NIG International symposium 2017, Commemorating the 30th Anniversary of DDBJ was held in Mishima Citizens Cultual Hall in shizuoka, Japan. On the third day of the symposium (29 May), oral sessions were held.
In this talk, Goto Susumu makes a presentation entitled "From database to database integration". (32:16) All presentations are listed in the YouTube list.
In the big data era for life science, it is crucial for researchers to be able to access up-to-date and easy-to-use databases. Over 1,500 databases are catalogued in the online Nucleic Acids Research (NAR) database issue web site, and it is still not an easy task to find an appropriate database for each researcher in terms of both freshness and usefulness. While developing and maintaining each useful database is of course very important, integration of the databases is also indispensable for easier understanding and interpreting of the experimental results. Databases are classified using several criteria such as data types and source information used in the category list of NAR web site.

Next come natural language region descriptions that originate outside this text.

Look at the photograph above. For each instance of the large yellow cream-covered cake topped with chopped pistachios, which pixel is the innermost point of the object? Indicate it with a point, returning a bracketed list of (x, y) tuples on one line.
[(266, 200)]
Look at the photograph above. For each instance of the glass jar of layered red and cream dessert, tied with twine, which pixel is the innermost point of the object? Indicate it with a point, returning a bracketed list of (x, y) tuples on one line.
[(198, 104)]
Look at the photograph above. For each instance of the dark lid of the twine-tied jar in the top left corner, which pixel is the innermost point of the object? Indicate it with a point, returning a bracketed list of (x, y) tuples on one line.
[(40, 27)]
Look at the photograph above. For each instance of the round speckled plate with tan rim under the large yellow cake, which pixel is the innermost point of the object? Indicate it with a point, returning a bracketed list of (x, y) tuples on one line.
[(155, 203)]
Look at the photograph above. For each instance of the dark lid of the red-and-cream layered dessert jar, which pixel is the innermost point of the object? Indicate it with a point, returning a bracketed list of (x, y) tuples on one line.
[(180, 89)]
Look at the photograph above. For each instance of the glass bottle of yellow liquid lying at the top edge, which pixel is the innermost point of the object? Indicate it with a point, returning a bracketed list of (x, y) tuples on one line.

Another classification can be archival data repositories such as DDBJ and knowledgebases such as KEGG. KEGG can be considered as an integrated database as well by curating information from several data sources using its own ontology, which provides unique biological contents in an integrated and uniform way. It also serves as a backend data source for several bioinformatics analysis tools including functional annotation system for omics data. To further integrate databases for more useful applications, technologies to support interoperability of databases distributed in the internet will be necessary. Semantic web is one such technology exploited by National Bioscience Database Center, JST and Database Center for Life Science, ROIS. Most data are represented in resource description framework (RDF) format with properly designed ontologies to follow FAIR principle to make data findable, accessible, interoperable and reusable. DBCLS has been developing technologies to integrate databases using RDF, more broadly the linked open data concept, and harnessing the community to provide, integrate and utilize the biological data in an integrated way. I have recently moved to DBCLS from KEGG group, so I would like to talk about the two approaches and discuss their differences.